Digital Storm's Enix Gaming System Reviewed

PCMark Vantage

Next, we ran the test systems through Futuremark’s  PCMark Vantage. This benchmark suite runs through a host of different usage scenarios to simulate different types of workloads including High Definition digital video playback and editing, gaming, image editing and manipulation, music compression, communications, and productivity. We like the fact that most of the tests are multi-threaded as well, in order to exploit the additional resources offered by multi-core processors. 

One thing to keep in mind when comparing PCMark Vantage results is that the benchmark's margin of error is fairly wide—we'd estimate 5-7 percent.

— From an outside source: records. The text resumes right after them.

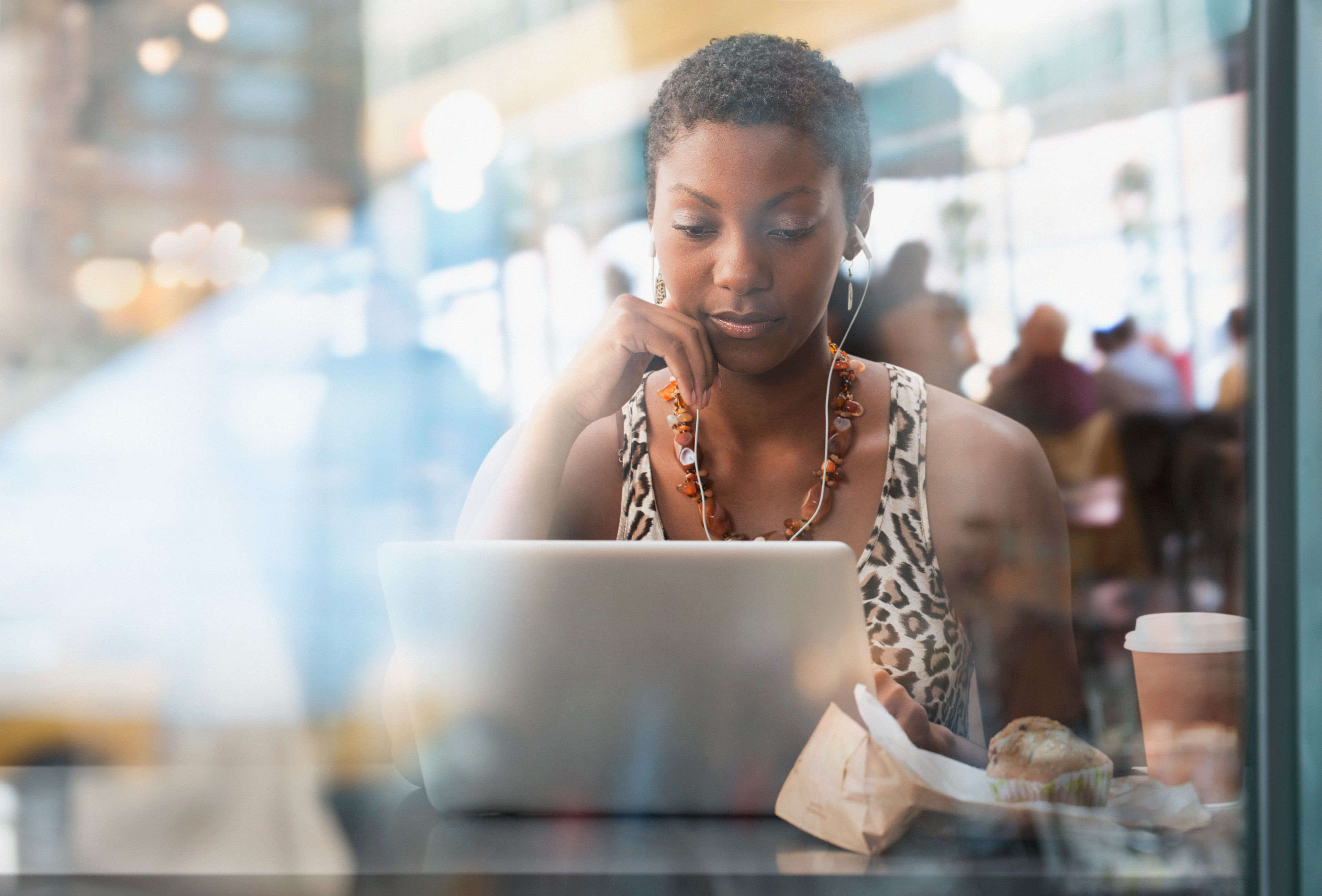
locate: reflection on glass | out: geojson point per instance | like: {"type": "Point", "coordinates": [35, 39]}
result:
{"type": "Point", "coordinates": [275, 277]}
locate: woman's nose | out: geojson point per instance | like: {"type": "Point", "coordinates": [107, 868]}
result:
{"type": "Point", "coordinates": [742, 266]}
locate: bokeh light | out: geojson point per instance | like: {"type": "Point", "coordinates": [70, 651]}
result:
{"type": "Point", "coordinates": [462, 131]}
{"type": "Point", "coordinates": [109, 283]}
{"type": "Point", "coordinates": [158, 55]}
{"type": "Point", "coordinates": [208, 23]}
{"type": "Point", "coordinates": [457, 190]}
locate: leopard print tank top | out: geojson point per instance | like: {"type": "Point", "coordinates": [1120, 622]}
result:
{"type": "Point", "coordinates": [914, 633]}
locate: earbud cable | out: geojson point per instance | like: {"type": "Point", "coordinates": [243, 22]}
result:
{"type": "Point", "coordinates": [831, 372]}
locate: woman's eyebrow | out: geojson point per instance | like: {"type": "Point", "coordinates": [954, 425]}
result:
{"type": "Point", "coordinates": [798, 191]}
{"type": "Point", "coordinates": [700, 198]}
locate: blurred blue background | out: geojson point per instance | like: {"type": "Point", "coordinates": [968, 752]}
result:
{"type": "Point", "coordinates": [207, 430]}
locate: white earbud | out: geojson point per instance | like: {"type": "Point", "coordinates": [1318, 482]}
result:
{"type": "Point", "coordinates": [862, 244]}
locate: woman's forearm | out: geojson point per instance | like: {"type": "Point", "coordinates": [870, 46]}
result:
{"type": "Point", "coordinates": [520, 504]}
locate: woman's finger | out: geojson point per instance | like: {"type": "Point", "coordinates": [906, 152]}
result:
{"type": "Point", "coordinates": [683, 336]}
{"type": "Point", "coordinates": [708, 376]}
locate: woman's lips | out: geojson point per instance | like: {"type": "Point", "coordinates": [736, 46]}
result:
{"type": "Point", "coordinates": [744, 327]}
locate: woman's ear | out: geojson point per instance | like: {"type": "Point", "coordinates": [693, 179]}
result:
{"type": "Point", "coordinates": [861, 223]}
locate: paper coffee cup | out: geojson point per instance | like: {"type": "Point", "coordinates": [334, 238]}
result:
{"type": "Point", "coordinates": [1189, 669]}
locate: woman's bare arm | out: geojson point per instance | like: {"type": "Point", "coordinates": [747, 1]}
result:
{"type": "Point", "coordinates": [516, 492]}
{"type": "Point", "coordinates": [1000, 536]}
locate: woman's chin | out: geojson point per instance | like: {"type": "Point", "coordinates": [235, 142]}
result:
{"type": "Point", "coordinates": [750, 357]}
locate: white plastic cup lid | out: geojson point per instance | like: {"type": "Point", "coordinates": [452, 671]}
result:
{"type": "Point", "coordinates": [1189, 633]}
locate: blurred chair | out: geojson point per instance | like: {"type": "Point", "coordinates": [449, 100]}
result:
{"type": "Point", "coordinates": [1186, 475]}
{"type": "Point", "coordinates": [1090, 470]}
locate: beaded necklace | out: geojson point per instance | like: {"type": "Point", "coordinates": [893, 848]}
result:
{"type": "Point", "coordinates": [718, 521]}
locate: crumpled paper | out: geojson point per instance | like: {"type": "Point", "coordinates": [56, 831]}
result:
{"type": "Point", "coordinates": [861, 788]}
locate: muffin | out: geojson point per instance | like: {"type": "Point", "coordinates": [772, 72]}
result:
{"type": "Point", "coordinates": [1036, 759]}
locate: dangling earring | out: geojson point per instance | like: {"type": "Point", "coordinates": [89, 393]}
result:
{"type": "Point", "coordinates": [849, 291]}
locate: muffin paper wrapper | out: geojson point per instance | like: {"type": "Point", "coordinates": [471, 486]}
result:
{"type": "Point", "coordinates": [860, 787]}
{"type": "Point", "coordinates": [1090, 787]}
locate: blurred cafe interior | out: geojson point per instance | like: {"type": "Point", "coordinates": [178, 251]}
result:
{"type": "Point", "coordinates": [275, 275]}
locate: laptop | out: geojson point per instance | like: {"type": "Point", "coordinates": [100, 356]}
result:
{"type": "Point", "coordinates": [620, 677]}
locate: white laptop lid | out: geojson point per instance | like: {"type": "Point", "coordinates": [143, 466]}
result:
{"type": "Point", "coordinates": [620, 677]}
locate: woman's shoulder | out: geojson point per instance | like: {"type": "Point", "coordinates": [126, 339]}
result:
{"type": "Point", "coordinates": [982, 445]}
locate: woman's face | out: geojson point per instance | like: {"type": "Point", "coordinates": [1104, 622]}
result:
{"type": "Point", "coordinates": [750, 231]}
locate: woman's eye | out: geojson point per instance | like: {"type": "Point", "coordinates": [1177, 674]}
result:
{"type": "Point", "coordinates": [694, 231]}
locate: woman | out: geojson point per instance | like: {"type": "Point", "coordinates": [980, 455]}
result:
{"type": "Point", "coordinates": [757, 164]}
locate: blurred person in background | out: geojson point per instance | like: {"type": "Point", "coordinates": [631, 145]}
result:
{"type": "Point", "coordinates": [757, 166]}
{"type": "Point", "coordinates": [913, 327]}
{"type": "Point", "coordinates": [1234, 388]}
{"type": "Point", "coordinates": [1038, 386]}
{"type": "Point", "coordinates": [1135, 377]}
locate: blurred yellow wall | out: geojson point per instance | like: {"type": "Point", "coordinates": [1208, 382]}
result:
{"type": "Point", "coordinates": [606, 41]}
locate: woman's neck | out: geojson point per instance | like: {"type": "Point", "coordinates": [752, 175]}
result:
{"type": "Point", "coordinates": [778, 404]}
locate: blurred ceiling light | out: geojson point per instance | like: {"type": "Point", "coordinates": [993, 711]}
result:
{"type": "Point", "coordinates": [975, 84]}
{"type": "Point", "coordinates": [208, 22]}
{"type": "Point", "coordinates": [457, 190]}
{"type": "Point", "coordinates": [109, 283]}
{"type": "Point", "coordinates": [462, 131]}
{"type": "Point", "coordinates": [199, 254]}
{"type": "Point", "coordinates": [1009, 17]}
{"type": "Point", "coordinates": [158, 55]}
{"type": "Point", "coordinates": [1000, 139]}
{"type": "Point", "coordinates": [474, 277]}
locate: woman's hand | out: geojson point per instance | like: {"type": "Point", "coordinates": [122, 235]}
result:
{"type": "Point", "coordinates": [610, 365]}
{"type": "Point", "coordinates": [913, 718]}
{"type": "Point", "coordinates": [921, 731]}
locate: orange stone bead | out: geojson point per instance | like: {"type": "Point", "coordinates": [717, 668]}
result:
{"type": "Point", "coordinates": [815, 495]}
{"type": "Point", "coordinates": [718, 521]}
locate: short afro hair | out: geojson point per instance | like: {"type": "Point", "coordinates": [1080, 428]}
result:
{"type": "Point", "coordinates": [765, 80]}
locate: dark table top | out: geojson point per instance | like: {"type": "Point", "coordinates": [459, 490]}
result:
{"type": "Point", "coordinates": [277, 828]}
{"type": "Point", "coordinates": [400, 845]}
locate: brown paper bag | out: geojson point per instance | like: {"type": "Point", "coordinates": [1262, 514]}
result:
{"type": "Point", "coordinates": [848, 791]}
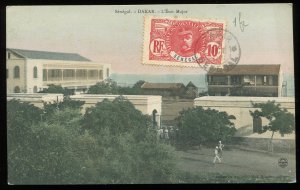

Relevant factors include  whether or not the hard drive was defragmented immediately prior to the run and whether Vantage was run immediately following OS+driver installation, or only after a full suite of tests and other benchmarks had been run.

Futuremark PCMark Vantage
Simulated Application Performance



PCMark Vantage testing shows the Digital Storm Enix slightly ahead of the MainGear SHIFT as we tested it, and quite a bit faster than the Origin Genesis we originally tested. There are several reasons for this. Both the Maingear and the Enix used SSDs with faster controllers (Marvell and SandForce respectively). The Shift and the Enix each have their own particular strong points—the Enix is a quad-core Sandy Bridge processor with its performance improvements and a 4.7GHz clockspeed while the Shift ran at 4.2GHz, but with six cores instead of four.